DUA PULUH TUJUH

2.2K 497 54
                                    

Hai... hehehe

pengakuan, aku sempet bingung mau lanjutin ini gimana. makanya aku rehatin dulu. kapan hari iseng baca ulang, dapet deh satu part lagi. jadi aku coba update. buat yang masih mau lanjut baca, aku ucapkan terima kasih atas kesabarannya. buat yang mutusin mau lanjutin pas tamat beneran juga nggak apa-apa banget.

intinya, aku nggak bisa janjiin buat update berkala, tapi bakal aku usahain banget ini tamat nantinya. semoga otakku bisa diajak kerjasama ya :)

Happy reading ~

***

Aku menerima piring berisi nasi dan lauk pauk yang disodorkan Mama sambil mengucapkan terima kasih. Walaupun merasa dijebak hingga terpaksa pulang, sejujurnya aku sedikit merindukan masakan Mama. Lauk pauk di warteg langgananku memang beragam, dan rasanya juga sangat enak. Tapi tetap saja tidak sebanding dengan masakan rumah khas mamaku yang akan selalu menempati posisi teratas sebagai makanan favoritku.

"Kamu jadi tidur sini, kan?" Mama menatapku dengan wajah berbinar, sama sekali tidak merasa bersalah sudah 'menjebakku'.

"Nggak ah. Habis makan mau langsung balik."

Mama langsung cemberut, membuatku menahan tawa. "Mama jual aja nih rumah lama-lama, uangnya buat keliling dunia, daripada sendirian terus di sini."

"Salahnya, aku suruh nikah lagi nggak mau."

Mama menyentil dahiku dengan geram.

Aku menyeringai, menghabiskan semua makanan di piring, lalu beranjak dengan piring kotorku ke depan tempat cuci piring. Mama mengikutiku, berdiri di belakangku sambil bersandar di meja dapur, sementara aku membersihkan alat makan yang tadi kupakai.

"Yang tadi, pacar kamu, Na?"

Aku langsung menangkap siapa 'yang tadi' dimaksud Mama. "Bukan. Temen doang." Aku membilas peralatan makan hingga semua busa sabunnya hilang, lalu mengeringkannya sebelum meletakkan semuanya di rak piring.

"Masa sih?"

Aku mengeringkan tangan, lalu berbalik menghadap Mama. "Beneran, Mama."

"Temen tapi spesial ya?" Nada menggoda Mama kembali.

Aku tertawa kecil. "Ya, anggap aja gitu. Tapi nggak pacaran." Aku membuka pintu lemari es, mengambil sekotak jus dari sana.

"Nggak pacaran apa belum pacaran?"

Aku menyeruput jusku, mengedikkan bahu.

Mama mengambil gelas, mengisinya dengan air putih dari teko. "Siapa namanya?"

"Ibnu," jawabku, sambil mengeluarkan ponsel.

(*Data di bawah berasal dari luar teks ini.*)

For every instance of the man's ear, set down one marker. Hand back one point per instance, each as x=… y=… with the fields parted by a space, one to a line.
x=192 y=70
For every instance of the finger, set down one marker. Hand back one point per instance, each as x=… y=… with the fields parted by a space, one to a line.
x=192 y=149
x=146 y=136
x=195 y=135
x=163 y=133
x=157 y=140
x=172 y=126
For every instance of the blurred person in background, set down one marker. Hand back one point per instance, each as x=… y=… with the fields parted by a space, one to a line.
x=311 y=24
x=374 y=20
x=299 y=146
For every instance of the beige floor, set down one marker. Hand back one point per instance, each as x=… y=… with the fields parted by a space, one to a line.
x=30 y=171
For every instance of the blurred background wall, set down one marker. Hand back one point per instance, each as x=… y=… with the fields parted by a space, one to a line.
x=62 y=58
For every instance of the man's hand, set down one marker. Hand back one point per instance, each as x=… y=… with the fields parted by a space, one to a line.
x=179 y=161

Angka jam di layarnya sudah menunjukkan pukul setengah delapan malam, dua jam lebih sejak pertemuan dengan Ibnu dan tingkah anehnya tadi. Aku sudah coba menelponnya, tapi tidak dijawab. Chat-ku juga belum dibalas, atau dibaca, hingga sekarang.

"Ibnu?"

Aku mengangguk, masih fokus pada ponselku. "Ibnu Arraya—" Aku menghentikan ucapanku, mengurungkan niat menyebut nama belakangnya.

"Adhitama?"

Aku mengangkat kepala dari ponsel, menatap Mama dengan kaget. "Kok tahu?"

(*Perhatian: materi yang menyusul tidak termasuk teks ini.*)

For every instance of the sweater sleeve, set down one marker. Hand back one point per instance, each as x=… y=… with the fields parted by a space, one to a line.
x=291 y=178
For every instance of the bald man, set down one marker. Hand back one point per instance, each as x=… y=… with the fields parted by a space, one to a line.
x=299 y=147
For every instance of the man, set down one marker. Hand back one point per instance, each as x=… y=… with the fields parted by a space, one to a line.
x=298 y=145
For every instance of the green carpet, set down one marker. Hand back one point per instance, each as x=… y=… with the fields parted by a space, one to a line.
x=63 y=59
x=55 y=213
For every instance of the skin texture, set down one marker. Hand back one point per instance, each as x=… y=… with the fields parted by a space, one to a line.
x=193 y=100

Senyum di wajah Mama lenyap sepenuhnya. Ekspresinya seketika berubah kaku. Beliau meletakkan gelasnya di meja dapur, melempar tatapan tajam padaku. "Kamu beneran nggak pacaran sama dia, kan?"

Aku menggeleng, sedikit kaget dengan perubahan sikap Mama.

"Nggak usah jalin hubungan sama dia," ucap Mama, nyaris terdengar seperti perintah. "Jauhin kalau perlu. Mama nggak suka."